- Born: Mary Elizabeth Cassidy 11 June 1889 Hebburn, Durham, England
- Died: 5 December 1962 (aged 73) HMP Holloway, London, England
- Other name: Merry Widow of Windy Nook
- Conviction: Capital murder
- Criminal penalty: Death; commuted to life imprisonment

Details
- Victims: 2–4
- Span of crimes: 1955–1957
- Country: England
- Location: County Durham

= Mary Elizabeth Wilson =

English murderer (1889–1962)

Mary Elizabeth Wilson (née Cassidy; 11 June 1889 – 5 December 1962), known in media as The Merry Widow of Windy Nook, was an English serial killer and the last woman to be sentenced to death in Britain. She was convicted of capital murder in Durham in 1958. However, the sentence was commuted to a prison sentence due to her advanced age.

==Biography==
Wilson was born Mary Elizabeth Cassidy on 11 June 1889, in Catchgate, Stanley, County Durham, and christened on 30 June 1889 at Our Blessed Lady and St. Joseph, Brooms, Co. Durham.

She married her first husband John Knowles around November 1914. They settled at a house in Windy Nook, Gateshead. Her lover John Russell eventually moved in with them. In 1955, Knowles died. Five months later she married Russell. He died in 1956 (or early in 1957). The attending physician declared that both men had died of natural causes. Wilson inherited their money, £42.

In June 1957, Wilson married her third husband, Oliver Leonard, a retired estate agent. He died only 12 days into their marriage, leaving her £50. She soon married a fourth husband, Ernest Wilson. His estate included up to £100, a bungalow and life insurance. He died within the year. This time, she did not even bother to attend the funeral.

By this time Wilson had become a figure of local gossip, concerning both the frequency at which her spouses died and her rather cheerful attitude towards the pattern; she had joked at her latest wedding reception that left-over sandwiches would be fresh enough to use at the next funeral. She had also asked for a trade discount from the local undertaker, for providing him with plenty of business. These instances of morbid humour brought her to the attention of the police.

An exhumation of the bodies of her last two husbands revealed high levels of phosphorus. Her defence claimed the substance was contained in their medication. Wilson was convicted of murdering two of her four husbands with beetle poison in 1956 and 1957. The remains of her earlier two husbands were exhumed at a later date and pointed to the same cause of death. There was no reason, however, to have a second trial.

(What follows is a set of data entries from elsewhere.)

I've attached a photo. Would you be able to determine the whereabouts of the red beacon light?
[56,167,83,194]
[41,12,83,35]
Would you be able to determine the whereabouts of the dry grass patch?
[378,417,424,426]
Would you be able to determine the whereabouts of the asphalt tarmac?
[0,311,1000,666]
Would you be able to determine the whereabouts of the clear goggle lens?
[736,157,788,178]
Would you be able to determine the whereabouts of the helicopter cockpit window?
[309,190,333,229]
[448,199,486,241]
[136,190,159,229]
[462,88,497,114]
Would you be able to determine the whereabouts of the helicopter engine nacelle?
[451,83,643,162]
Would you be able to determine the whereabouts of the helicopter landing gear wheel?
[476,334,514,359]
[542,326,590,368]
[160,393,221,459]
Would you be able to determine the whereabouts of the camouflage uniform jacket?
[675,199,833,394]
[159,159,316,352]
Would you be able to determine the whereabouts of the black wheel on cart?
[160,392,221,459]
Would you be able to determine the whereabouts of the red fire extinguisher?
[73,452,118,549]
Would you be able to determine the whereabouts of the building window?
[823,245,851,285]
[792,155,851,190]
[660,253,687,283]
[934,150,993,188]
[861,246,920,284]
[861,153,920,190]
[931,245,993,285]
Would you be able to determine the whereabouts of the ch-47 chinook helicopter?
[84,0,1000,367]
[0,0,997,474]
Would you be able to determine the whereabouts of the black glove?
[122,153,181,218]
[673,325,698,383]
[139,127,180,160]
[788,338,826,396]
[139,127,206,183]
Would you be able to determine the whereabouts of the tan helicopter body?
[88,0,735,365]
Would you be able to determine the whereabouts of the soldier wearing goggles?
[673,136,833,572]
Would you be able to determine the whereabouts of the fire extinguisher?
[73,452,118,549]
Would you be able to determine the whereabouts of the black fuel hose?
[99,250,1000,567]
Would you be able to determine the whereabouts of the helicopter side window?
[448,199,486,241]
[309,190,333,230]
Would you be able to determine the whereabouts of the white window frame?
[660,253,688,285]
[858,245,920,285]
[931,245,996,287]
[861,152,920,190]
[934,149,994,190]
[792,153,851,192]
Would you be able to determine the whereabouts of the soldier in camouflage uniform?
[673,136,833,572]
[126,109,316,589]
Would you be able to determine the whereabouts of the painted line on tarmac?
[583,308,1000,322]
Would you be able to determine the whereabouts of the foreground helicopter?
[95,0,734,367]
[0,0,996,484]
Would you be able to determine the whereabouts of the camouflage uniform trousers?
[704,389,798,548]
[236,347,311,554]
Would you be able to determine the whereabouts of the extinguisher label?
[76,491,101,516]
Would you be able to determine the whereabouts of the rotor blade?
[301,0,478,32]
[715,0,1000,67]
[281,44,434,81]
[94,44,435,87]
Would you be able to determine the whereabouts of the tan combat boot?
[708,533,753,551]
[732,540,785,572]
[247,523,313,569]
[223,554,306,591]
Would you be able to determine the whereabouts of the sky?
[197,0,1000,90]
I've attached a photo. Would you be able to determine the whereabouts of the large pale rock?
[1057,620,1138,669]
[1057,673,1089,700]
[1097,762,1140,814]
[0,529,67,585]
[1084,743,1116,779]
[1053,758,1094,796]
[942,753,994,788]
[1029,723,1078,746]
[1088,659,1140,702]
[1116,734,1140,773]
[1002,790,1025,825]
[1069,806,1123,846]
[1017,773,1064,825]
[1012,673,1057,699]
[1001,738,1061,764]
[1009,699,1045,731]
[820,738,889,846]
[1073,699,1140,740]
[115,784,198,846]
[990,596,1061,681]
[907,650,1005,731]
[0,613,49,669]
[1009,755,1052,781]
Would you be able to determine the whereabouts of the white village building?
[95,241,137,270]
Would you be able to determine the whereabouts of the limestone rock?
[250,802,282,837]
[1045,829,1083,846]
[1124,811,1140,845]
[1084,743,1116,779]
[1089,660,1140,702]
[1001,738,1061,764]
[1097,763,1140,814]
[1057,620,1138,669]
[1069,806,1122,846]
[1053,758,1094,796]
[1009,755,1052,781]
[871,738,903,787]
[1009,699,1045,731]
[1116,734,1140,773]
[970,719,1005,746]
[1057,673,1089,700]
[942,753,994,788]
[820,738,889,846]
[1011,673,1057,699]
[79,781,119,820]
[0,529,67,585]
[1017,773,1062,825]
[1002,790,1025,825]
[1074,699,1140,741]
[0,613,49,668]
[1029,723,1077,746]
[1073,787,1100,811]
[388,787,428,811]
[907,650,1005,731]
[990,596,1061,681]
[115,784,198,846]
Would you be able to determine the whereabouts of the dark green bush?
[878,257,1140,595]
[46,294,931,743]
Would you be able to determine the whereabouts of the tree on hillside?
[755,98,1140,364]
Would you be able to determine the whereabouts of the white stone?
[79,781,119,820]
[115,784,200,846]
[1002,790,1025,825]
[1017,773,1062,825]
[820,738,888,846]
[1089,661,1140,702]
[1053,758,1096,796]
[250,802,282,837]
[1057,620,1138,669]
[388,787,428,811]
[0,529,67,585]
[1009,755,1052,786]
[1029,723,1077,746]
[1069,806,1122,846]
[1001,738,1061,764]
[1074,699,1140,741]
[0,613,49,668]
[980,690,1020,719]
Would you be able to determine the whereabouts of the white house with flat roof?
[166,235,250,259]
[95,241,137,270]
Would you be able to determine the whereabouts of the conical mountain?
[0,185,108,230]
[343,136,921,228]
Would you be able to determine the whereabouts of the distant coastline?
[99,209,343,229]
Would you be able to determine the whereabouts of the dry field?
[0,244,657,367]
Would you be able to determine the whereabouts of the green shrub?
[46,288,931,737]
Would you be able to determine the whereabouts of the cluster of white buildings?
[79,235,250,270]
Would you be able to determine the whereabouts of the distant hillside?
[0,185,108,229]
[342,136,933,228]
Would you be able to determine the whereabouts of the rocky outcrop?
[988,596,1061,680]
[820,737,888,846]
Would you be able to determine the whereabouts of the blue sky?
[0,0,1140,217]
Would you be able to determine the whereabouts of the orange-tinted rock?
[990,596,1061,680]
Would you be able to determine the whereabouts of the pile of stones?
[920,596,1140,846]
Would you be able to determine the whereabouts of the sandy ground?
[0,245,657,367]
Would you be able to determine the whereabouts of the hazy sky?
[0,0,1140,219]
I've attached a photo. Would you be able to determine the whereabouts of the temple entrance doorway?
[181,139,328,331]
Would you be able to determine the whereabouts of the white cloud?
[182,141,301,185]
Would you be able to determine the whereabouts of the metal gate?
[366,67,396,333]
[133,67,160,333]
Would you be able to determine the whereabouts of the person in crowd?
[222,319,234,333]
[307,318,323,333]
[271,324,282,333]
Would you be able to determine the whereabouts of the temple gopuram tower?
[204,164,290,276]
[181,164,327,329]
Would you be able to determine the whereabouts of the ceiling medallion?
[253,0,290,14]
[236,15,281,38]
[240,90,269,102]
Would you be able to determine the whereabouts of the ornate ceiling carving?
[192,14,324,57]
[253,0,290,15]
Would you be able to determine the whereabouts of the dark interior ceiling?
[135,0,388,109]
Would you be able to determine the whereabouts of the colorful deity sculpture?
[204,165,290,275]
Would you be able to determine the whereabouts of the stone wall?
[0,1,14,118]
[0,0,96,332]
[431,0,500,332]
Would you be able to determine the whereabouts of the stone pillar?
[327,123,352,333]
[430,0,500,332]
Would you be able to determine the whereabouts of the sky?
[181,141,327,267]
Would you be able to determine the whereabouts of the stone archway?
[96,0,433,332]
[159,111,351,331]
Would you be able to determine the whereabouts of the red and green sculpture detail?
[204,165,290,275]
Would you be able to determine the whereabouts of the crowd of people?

Wilson was sentenced to death but her advanced age allowed her to get a reprieve and her sentence was commuted to life imprisonment. She died of natural causes on 5 December 1962 while incarcerated at HM Holloway Prison.

==In popular culture==
- Her story was depicted in Deadly Women, on the Investigation Discovery channel as the season 11 premiere episode entitled "Mid Life Murder".